- Associated Press - Saturday, January 30, 2016

WEST PITTSTON, Pa. (AP) - Throughout her life, the Rev. Rebecca A. Barnes heard a calling to God.

Until her 30s, she answered with a song. Today, she answers with a sermon.

The Rev. Barnes, a West Pittston native, earned the role of priest in charge at St. Luke’s Episcopal Church, 232 Wyoming Ave. this past November, after serving at Holy Trinity Church, Inwood, in New York City since 2013.

During her first service at St. Luke’s on Thanksgiving Day, after 32 years away from the area, she told those in attendance of her happiness to be back and serving the area she calls home.

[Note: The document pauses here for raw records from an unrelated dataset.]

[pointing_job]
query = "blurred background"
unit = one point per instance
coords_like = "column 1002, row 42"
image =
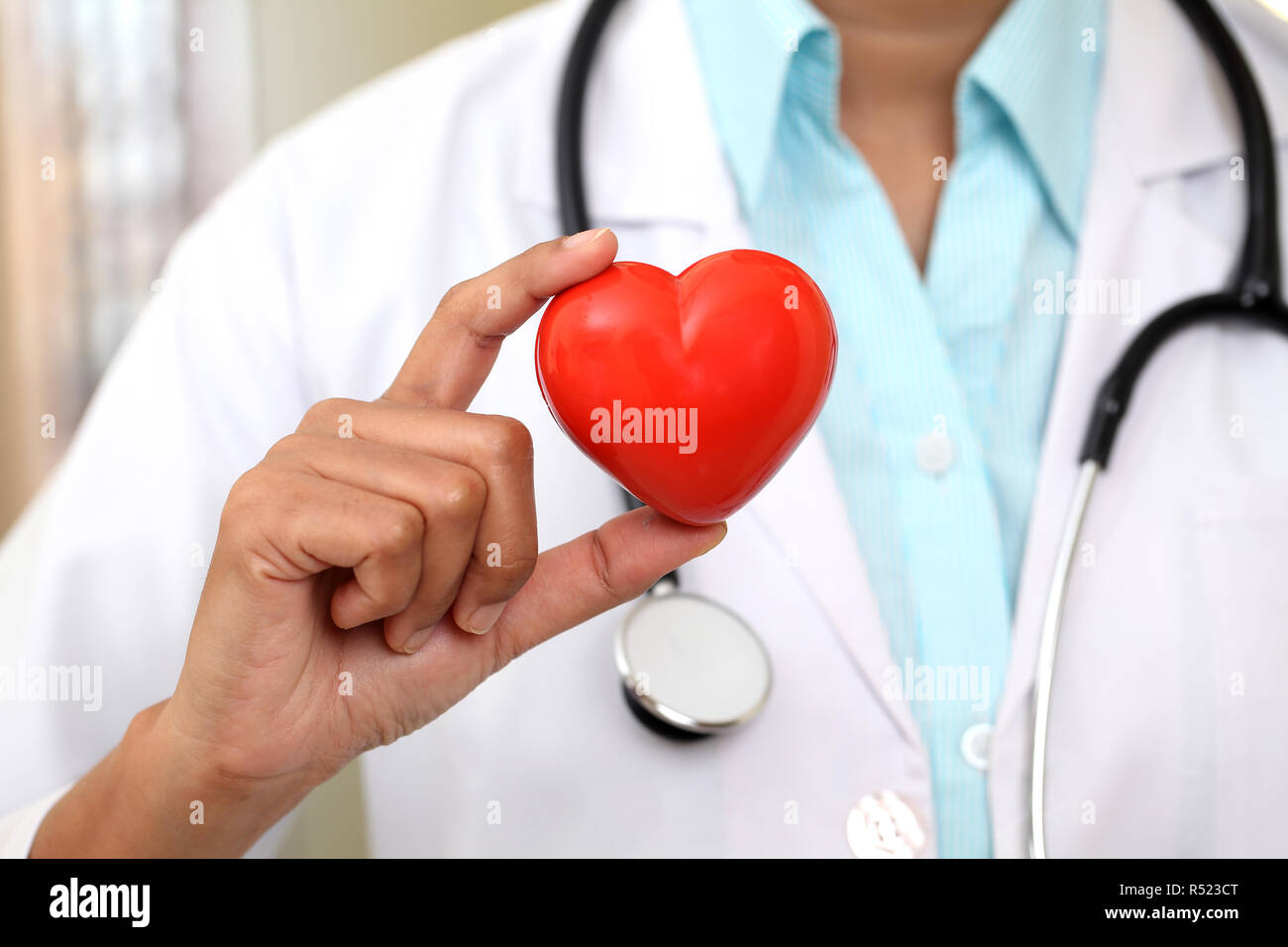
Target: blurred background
column 119, row 121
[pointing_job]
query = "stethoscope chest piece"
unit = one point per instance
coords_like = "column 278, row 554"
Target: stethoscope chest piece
column 690, row 667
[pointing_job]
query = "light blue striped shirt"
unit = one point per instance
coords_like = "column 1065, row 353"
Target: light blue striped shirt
column 935, row 419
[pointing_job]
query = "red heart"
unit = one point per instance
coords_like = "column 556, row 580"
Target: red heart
column 692, row 390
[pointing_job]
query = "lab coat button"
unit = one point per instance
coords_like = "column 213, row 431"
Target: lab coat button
column 884, row 827
column 935, row 454
column 977, row 741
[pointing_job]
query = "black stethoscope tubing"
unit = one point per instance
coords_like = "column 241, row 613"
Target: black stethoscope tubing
column 1253, row 295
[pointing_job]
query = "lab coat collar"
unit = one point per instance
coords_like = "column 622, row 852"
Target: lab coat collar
column 1171, row 91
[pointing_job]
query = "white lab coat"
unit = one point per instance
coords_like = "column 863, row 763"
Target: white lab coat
column 313, row 274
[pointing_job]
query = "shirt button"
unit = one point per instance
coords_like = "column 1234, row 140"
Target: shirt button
column 935, row 454
column 977, row 742
column 884, row 827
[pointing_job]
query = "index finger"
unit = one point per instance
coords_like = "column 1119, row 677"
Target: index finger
column 459, row 344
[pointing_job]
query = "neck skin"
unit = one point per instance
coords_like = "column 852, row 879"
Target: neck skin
column 900, row 64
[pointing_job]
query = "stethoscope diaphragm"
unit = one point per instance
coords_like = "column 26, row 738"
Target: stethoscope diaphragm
column 690, row 667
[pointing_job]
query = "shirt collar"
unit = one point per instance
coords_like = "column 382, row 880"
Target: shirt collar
column 746, row 51
column 1038, row 67
column 1039, row 64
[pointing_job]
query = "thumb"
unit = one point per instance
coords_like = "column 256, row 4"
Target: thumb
column 597, row 571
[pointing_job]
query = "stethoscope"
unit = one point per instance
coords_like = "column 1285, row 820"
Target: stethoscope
column 692, row 668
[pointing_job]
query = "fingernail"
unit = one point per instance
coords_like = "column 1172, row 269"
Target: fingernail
column 584, row 237
column 417, row 641
column 484, row 617
column 724, row 531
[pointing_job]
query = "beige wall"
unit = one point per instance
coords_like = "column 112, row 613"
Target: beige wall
column 310, row 51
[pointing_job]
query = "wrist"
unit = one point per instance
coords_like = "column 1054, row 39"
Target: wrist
column 161, row 793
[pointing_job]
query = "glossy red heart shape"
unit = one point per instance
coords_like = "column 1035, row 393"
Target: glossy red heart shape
column 692, row 390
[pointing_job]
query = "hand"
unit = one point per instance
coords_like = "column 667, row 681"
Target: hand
column 355, row 562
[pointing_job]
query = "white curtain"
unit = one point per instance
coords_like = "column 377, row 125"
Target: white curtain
column 119, row 119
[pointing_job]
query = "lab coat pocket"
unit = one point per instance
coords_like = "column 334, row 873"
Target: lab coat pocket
column 1241, row 551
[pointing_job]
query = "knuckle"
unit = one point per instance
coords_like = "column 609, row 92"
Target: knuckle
column 463, row 495
column 287, row 445
column 600, row 565
column 326, row 412
column 456, row 296
column 506, row 441
column 403, row 527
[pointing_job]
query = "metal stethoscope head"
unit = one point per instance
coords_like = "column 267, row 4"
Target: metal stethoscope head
column 690, row 667
column 1254, row 296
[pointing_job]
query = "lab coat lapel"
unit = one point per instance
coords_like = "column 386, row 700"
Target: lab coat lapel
column 1154, row 124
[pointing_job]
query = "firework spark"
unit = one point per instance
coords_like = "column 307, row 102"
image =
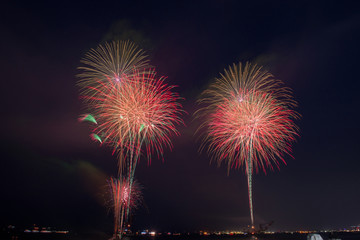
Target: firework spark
column 135, row 111
column 108, row 64
column 249, row 120
column 142, row 111
column 120, row 192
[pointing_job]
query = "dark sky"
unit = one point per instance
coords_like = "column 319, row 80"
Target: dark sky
column 53, row 174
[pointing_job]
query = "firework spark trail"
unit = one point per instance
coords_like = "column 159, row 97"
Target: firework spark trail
column 120, row 190
column 107, row 64
column 133, row 108
column 249, row 121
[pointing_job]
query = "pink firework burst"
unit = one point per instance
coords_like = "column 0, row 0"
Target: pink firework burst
column 249, row 120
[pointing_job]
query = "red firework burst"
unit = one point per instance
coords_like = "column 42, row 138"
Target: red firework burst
column 249, row 116
column 123, row 197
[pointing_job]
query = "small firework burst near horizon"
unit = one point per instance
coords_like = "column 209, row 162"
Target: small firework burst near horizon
column 248, row 120
column 133, row 111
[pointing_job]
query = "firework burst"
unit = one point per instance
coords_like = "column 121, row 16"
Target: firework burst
column 249, row 120
column 108, row 64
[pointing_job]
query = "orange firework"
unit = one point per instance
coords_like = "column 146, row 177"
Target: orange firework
column 248, row 120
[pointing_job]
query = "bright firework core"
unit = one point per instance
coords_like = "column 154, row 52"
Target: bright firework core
column 248, row 120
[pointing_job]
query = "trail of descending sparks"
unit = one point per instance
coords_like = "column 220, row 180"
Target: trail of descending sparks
column 132, row 111
column 249, row 121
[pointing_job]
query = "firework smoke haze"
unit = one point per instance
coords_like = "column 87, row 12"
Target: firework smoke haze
column 107, row 64
column 248, row 120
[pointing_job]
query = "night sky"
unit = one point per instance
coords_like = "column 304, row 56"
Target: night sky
column 52, row 174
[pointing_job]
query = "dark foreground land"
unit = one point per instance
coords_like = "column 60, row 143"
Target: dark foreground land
column 102, row 236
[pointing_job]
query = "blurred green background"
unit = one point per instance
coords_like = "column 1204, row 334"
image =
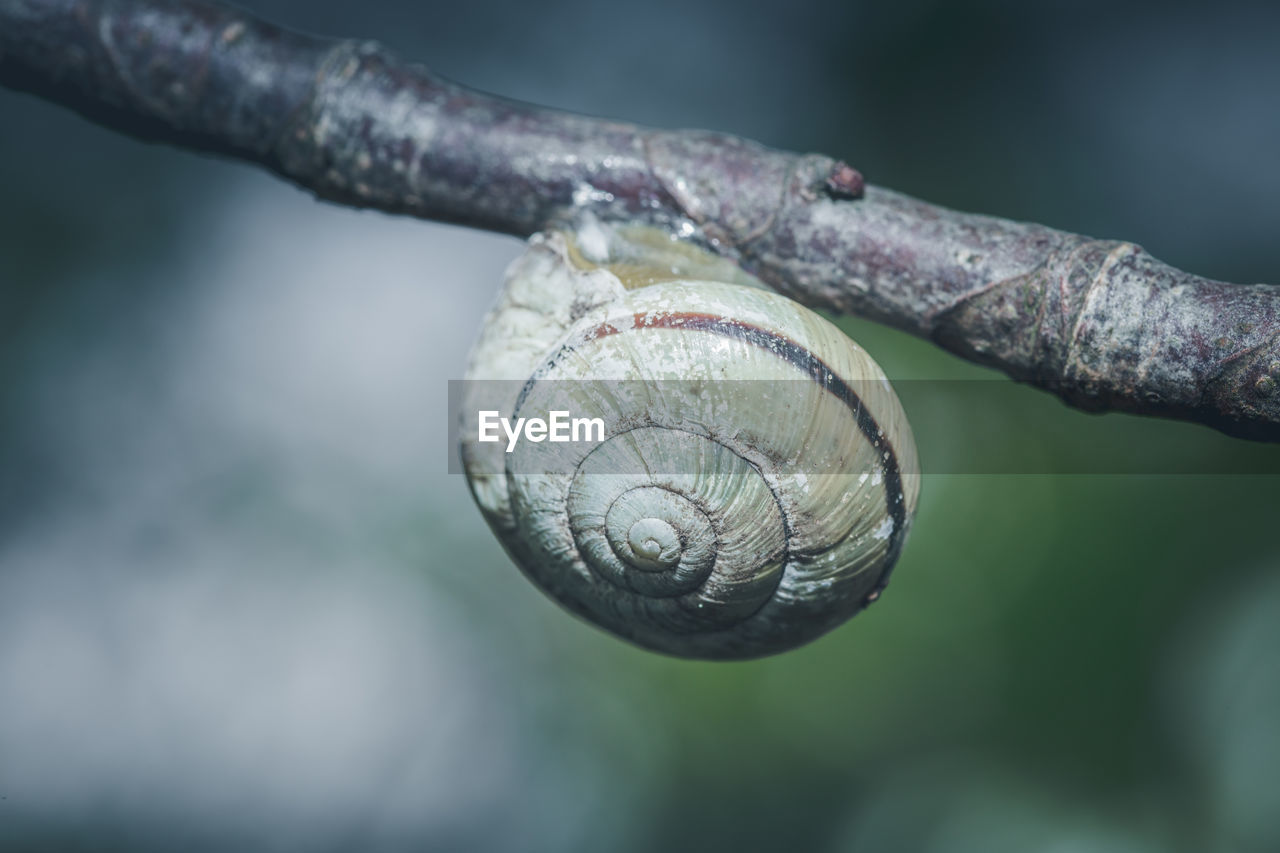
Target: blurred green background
column 242, row 606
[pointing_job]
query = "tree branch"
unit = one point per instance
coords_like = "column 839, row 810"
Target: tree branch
column 1102, row 324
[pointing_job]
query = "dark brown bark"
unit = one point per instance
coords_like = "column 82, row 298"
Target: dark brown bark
column 1102, row 324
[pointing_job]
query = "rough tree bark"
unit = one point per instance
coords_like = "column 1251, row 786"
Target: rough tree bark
column 1100, row 323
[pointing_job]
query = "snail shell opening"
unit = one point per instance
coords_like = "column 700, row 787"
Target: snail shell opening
column 755, row 477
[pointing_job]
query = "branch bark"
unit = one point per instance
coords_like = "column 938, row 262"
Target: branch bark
column 1100, row 323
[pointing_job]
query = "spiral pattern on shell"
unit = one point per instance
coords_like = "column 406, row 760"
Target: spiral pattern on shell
column 707, row 523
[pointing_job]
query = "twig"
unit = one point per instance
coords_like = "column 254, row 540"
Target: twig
column 1102, row 324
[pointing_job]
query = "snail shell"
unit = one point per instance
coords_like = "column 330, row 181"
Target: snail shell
column 707, row 523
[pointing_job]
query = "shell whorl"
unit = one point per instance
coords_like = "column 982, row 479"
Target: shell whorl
column 707, row 523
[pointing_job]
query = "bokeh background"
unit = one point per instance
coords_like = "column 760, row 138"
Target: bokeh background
column 243, row 606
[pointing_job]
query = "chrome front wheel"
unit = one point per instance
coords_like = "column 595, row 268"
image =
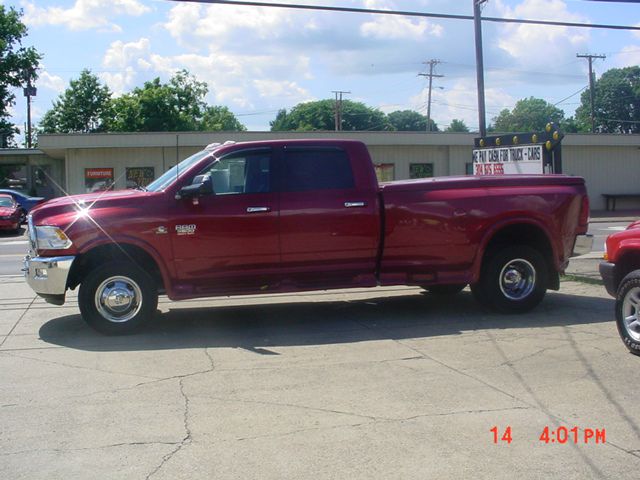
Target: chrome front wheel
column 118, row 299
column 628, row 311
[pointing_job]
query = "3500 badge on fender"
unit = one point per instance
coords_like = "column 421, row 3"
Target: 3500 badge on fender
column 186, row 229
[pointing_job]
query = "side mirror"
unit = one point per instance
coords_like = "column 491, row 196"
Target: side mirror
column 201, row 185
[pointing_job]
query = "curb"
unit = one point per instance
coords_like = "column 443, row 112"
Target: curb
column 581, row 278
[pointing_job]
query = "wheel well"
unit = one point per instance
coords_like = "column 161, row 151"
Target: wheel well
column 525, row 234
column 626, row 264
column 85, row 262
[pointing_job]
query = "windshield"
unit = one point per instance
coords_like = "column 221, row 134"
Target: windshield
column 168, row 177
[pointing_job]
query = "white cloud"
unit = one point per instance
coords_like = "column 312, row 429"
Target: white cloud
column 84, row 14
column 282, row 89
column 461, row 101
column 52, row 82
column 190, row 24
column 122, row 61
column 537, row 45
column 628, row 56
column 386, row 27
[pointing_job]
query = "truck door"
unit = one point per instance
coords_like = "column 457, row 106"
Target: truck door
column 328, row 225
column 228, row 241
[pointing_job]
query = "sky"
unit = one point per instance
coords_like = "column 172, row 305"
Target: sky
column 257, row 60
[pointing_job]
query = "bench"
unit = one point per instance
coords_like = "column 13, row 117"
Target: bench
column 614, row 196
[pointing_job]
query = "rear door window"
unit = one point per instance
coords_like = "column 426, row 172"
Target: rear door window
column 316, row 168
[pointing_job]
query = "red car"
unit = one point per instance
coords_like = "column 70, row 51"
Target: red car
column 621, row 274
column 9, row 213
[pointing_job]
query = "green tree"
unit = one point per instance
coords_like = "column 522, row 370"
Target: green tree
column 319, row 115
column 410, row 121
column 529, row 115
column 616, row 102
column 219, row 118
column 18, row 67
column 457, row 126
column 170, row 107
column 85, row 107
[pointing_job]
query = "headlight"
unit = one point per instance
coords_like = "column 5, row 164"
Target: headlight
column 51, row 238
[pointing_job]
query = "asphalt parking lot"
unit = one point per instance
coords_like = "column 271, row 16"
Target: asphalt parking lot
column 381, row 383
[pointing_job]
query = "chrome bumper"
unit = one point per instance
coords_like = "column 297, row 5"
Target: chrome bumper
column 47, row 276
column 583, row 245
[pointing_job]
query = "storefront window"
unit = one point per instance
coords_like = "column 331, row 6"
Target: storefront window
column 98, row 179
column 13, row 177
column 420, row 170
column 139, row 176
column 386, row 172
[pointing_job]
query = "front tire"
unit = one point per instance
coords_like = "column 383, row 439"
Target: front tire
column 512, row 280
column 628, row 311
column 117, row 298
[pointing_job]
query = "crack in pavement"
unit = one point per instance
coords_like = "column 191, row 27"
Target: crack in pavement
column 361, row 424
column 187, row 439
column 80, row 449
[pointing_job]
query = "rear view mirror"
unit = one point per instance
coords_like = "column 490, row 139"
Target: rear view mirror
column 201, row 185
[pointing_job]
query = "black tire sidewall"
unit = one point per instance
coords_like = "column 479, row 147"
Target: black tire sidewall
column 488, row 291
column 93, row 280
column 632, row 280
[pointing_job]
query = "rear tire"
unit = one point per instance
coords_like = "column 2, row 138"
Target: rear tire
column 445, row 289
column 512, row 280
column 117, row 298
column 628, row 311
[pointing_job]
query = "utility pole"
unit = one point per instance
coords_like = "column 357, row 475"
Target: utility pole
column 29, row 91
column 591, row 86
column 477, row 23
column 338, row 109
column 432, row 63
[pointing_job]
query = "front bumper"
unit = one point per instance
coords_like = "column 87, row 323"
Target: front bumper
column 47, row 276
column 583, row 245
column 608, row 274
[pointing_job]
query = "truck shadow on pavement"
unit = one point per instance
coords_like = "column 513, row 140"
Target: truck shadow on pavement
column 324, row 320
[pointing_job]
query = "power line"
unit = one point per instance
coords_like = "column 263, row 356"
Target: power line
column 405, row 13
column 572, row 95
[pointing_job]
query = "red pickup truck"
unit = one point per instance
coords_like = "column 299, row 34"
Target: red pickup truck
column 286, row 216
column 620, row 271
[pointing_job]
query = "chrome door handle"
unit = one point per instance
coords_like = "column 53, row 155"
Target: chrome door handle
column 258, row 209
column 355, row 204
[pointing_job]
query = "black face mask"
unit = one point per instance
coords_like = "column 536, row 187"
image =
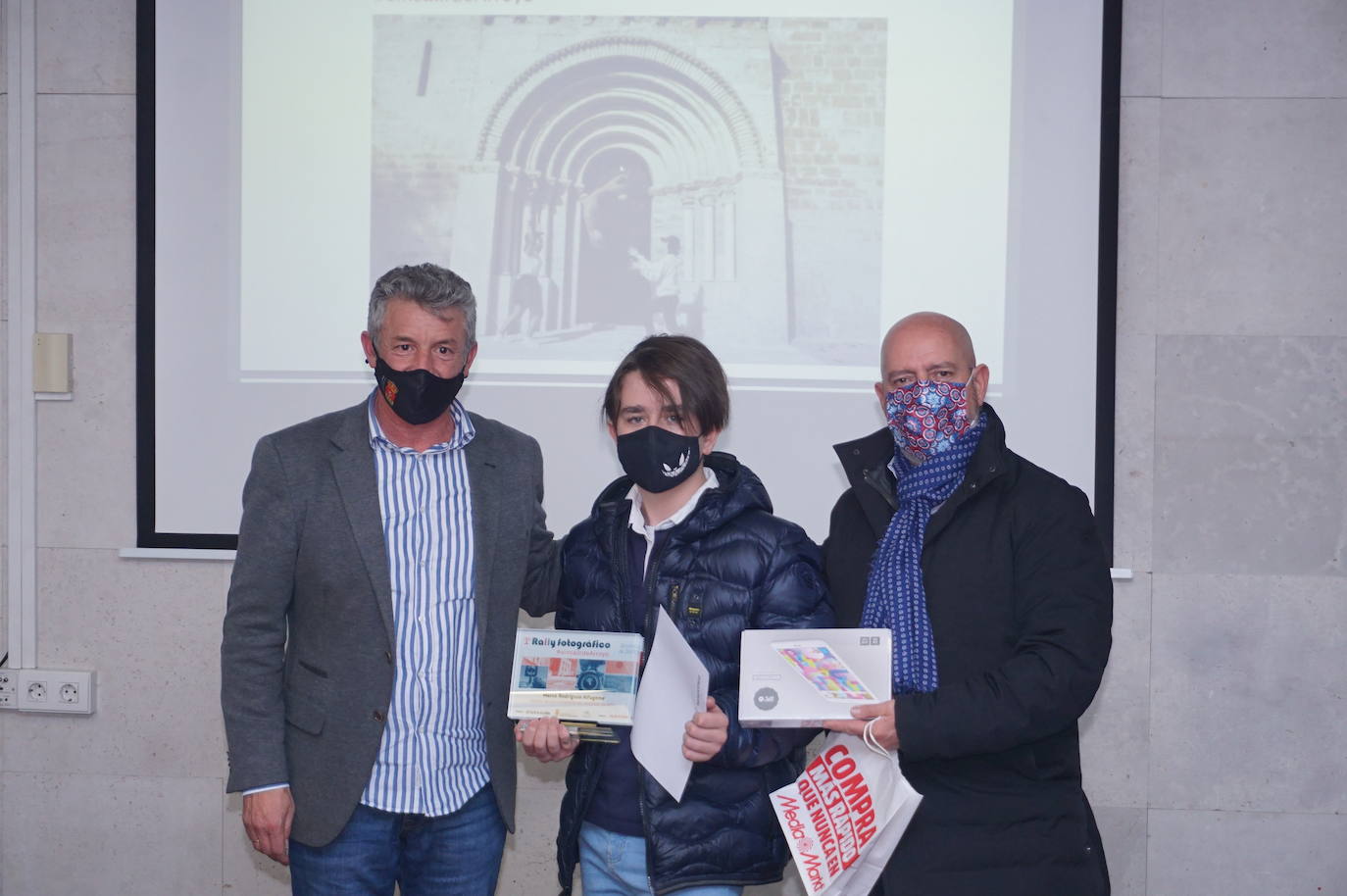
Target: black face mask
column 658, row 460
column 418, row 396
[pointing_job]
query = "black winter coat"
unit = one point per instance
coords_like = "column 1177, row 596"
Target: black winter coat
column 729, row 566
column 1020, row 603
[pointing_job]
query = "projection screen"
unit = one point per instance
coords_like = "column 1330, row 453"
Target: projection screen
column 821, row 175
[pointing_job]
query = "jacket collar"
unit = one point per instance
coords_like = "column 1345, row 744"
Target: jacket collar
column 867, row 465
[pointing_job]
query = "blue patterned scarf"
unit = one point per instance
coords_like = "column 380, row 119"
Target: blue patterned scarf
column 895, row 596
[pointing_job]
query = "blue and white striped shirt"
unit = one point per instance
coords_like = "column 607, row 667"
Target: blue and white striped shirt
column 432, row 756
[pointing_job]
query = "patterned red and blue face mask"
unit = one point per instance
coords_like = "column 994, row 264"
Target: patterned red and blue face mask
column 928, row 417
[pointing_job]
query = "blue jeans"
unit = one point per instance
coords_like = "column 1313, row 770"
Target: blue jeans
column 615, row 866
column 456, row 855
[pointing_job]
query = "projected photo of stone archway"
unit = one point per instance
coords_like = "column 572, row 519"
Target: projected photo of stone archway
column 602, row 178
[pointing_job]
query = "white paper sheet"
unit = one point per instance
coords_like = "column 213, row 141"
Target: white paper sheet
column 673, row 689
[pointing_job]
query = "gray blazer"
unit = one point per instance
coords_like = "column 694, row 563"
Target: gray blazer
column 307, row 651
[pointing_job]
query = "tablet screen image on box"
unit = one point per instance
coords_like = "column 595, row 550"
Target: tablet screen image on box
column 798, row 678
column 824, row 672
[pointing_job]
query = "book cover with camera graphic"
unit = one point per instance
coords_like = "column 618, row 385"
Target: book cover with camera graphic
column 575, row 676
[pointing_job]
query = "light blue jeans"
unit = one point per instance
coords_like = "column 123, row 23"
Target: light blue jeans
column 457, row 855
column 615, row 866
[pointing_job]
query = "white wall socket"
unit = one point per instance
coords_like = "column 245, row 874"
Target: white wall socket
column 45, row 690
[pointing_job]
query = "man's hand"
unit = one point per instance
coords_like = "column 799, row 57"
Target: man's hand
column 706, row 733
column 546, row 738
column 885, row 730
column 267, row 817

“I said, ‘My roots are deep and I’ve never forgotten my roots,’” recalled the Rev. Barnes - known to parishioners as “Mother Barnes” - during a recent afternoon in her office inside the church. Her family has lived in the area since Revolutionary War time, she noted.

Roots run deep

Now a Throop resident, she even delivered The Tribune newspaper during the time she and her family lived in Dalton while she was growing up.

These deep roots in Northeast Pennsylvania have always closely intertwined with the Rev. Barnes’ music and faith.

Many members of her family were musicians. The Rev. Barnes’ great-grandfather was a music teacher and choir director in Hughestown. And while some members of the family were employed in the medical field, time was always made for music.

The Rev. Barnes took piano lessons as child, taught herself how to play guitar and played clarinet in school band.

Church also was an important part of the Rev. Barnes’ early life. Coming from a family with Methodist and Baptist origins, she said she was very involved in church. She sang in the choir at her family’s church, First United Methodist Church in West Pittston.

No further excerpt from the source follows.